The covered porch with its timber-lined soffit represents the only moment where the material palette departs from concrete and brick. Lit at dusk under dramatic clouds, it reads as the building's threshold, the point where the public street meets the interior sequence of vaults and courtyards. The timber lining introduces a domestic warmth that signals arrival and welcome, a smart move for a healthcare building where anxiety is a given.
The barrel-vaulted colonnade photographed in bright daylight, by contrast, is all concrete and shadow. The difference between these two threshold conditions, one warm and sheltered, the other open and monumental, gives the building a tonal range that a single material strategy could not achieve.
Plans and Drawings








The site plan reveals how the building sits within Escárcega's loose urban grid, occupying a plot that stretches between two streets. The floor plan makes the courtyard-centered strategy legible at a glance: perimeter offices and treatment rooms wrap around planted terraces that punctuate the linear sequence. The axonometric sketch is the most economical representation of the concept, showing the vaulted modules as discrete, repeatable units with vegetation growing up between them.
The sections are where the design argument becomes most persuasive. The repeating arched vaults span cleanly over interior spaces, with courtyard palms reaching up between bays to indicate the scale of the voids. The elevation drawings reveal a long horizontal structure with a measured cadence of glazed openings and silhouetted figures, confirming that the building prioritizes proportion and rhythm over formal invention.
Why This Project Matters
Public health infrastructure in small Mexican cities is often treated as expendable, built to minimum standards with the expectation that it will be replaced within a generation. The N1 Health Center pushes back against that assumption. Its raw concrete vaults are designed to outlast political cycles, and its courtyard strategy ensures that the building will perform climatically without reliance on mechanical systems that may or may not be maintained. The architects conceived it explicitly as a versatile structure adaptable to the changing needs of a growing city, which means the barrel vault module could, in theory, serve purposes well beyond the clinic program.

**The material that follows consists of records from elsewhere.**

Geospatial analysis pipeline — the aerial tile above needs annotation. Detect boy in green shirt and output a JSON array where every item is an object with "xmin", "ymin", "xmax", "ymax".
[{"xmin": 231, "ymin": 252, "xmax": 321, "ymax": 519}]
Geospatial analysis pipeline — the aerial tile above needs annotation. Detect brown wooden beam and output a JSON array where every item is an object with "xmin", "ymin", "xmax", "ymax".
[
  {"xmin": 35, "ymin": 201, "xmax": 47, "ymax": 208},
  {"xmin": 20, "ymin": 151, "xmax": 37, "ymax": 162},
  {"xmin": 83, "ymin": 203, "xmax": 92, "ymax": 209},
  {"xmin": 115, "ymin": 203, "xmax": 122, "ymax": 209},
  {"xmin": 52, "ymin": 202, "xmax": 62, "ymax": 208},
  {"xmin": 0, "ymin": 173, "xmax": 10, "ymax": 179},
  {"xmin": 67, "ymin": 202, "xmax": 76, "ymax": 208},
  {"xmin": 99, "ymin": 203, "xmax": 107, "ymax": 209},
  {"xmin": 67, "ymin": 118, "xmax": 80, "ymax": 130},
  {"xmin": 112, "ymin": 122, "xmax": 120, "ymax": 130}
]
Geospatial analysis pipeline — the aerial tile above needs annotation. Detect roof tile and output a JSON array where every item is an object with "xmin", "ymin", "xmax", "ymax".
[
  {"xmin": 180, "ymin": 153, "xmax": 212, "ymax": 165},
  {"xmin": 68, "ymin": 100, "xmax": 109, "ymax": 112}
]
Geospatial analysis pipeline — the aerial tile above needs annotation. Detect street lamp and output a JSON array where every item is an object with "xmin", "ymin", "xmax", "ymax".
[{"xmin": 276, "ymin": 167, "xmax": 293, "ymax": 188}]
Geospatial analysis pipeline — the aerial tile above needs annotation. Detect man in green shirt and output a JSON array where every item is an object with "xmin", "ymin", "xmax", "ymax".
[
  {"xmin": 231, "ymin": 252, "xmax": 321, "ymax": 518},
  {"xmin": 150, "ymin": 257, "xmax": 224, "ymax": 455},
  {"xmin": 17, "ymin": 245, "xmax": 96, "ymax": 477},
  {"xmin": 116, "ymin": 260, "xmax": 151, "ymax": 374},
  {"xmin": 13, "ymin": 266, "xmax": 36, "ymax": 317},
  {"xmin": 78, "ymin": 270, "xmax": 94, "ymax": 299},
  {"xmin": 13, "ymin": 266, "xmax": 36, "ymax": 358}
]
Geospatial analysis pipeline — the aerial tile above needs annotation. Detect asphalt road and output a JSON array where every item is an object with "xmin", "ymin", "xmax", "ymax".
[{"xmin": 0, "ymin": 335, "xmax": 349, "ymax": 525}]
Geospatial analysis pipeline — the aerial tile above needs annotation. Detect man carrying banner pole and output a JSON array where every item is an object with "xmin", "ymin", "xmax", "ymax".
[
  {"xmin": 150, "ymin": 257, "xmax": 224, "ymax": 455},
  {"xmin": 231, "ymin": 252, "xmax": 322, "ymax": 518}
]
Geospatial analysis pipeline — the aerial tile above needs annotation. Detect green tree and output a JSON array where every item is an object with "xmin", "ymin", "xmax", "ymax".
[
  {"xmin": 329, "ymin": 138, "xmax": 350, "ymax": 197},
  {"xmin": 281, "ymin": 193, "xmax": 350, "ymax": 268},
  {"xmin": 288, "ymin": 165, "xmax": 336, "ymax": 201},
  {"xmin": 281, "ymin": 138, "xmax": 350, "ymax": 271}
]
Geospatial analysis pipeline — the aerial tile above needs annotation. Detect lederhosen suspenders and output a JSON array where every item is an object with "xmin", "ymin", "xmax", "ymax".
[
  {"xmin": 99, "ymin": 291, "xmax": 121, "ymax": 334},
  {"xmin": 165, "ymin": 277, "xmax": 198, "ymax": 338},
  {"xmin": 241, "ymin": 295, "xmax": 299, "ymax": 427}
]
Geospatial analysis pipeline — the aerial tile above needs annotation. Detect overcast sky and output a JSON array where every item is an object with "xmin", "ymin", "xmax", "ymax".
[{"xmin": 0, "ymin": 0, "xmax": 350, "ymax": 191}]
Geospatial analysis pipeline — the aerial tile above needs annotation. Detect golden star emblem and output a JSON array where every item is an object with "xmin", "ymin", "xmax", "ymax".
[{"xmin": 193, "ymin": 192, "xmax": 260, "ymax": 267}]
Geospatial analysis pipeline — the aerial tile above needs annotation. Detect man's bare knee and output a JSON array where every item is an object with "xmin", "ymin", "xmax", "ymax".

The broader lesson is about ambition calibrated to context. Kiltro Polaris and JC Arquitectura did not import a metropolitan aesthetic onto a rural site. They took a structural type with industrial precedents, executed it in locally available materials, and organized the plan around the oldest passive cooling strategy in the book: the courtyard. The result is a building that borrows from brutalism's material honesty without inheriting its disregard for comfort. Nearly a century after Escárcega's first settlements, the town finally has a piece of public architecture built to last as long as the railroad that made it.
N1 Health Center by Kiltro Polaris Arquitectura and JC Arquitectura, Escárcega, Campeche, Mexico. 797 m², completed 2022. Photography by Cesar Béjar and Oscar Hernández.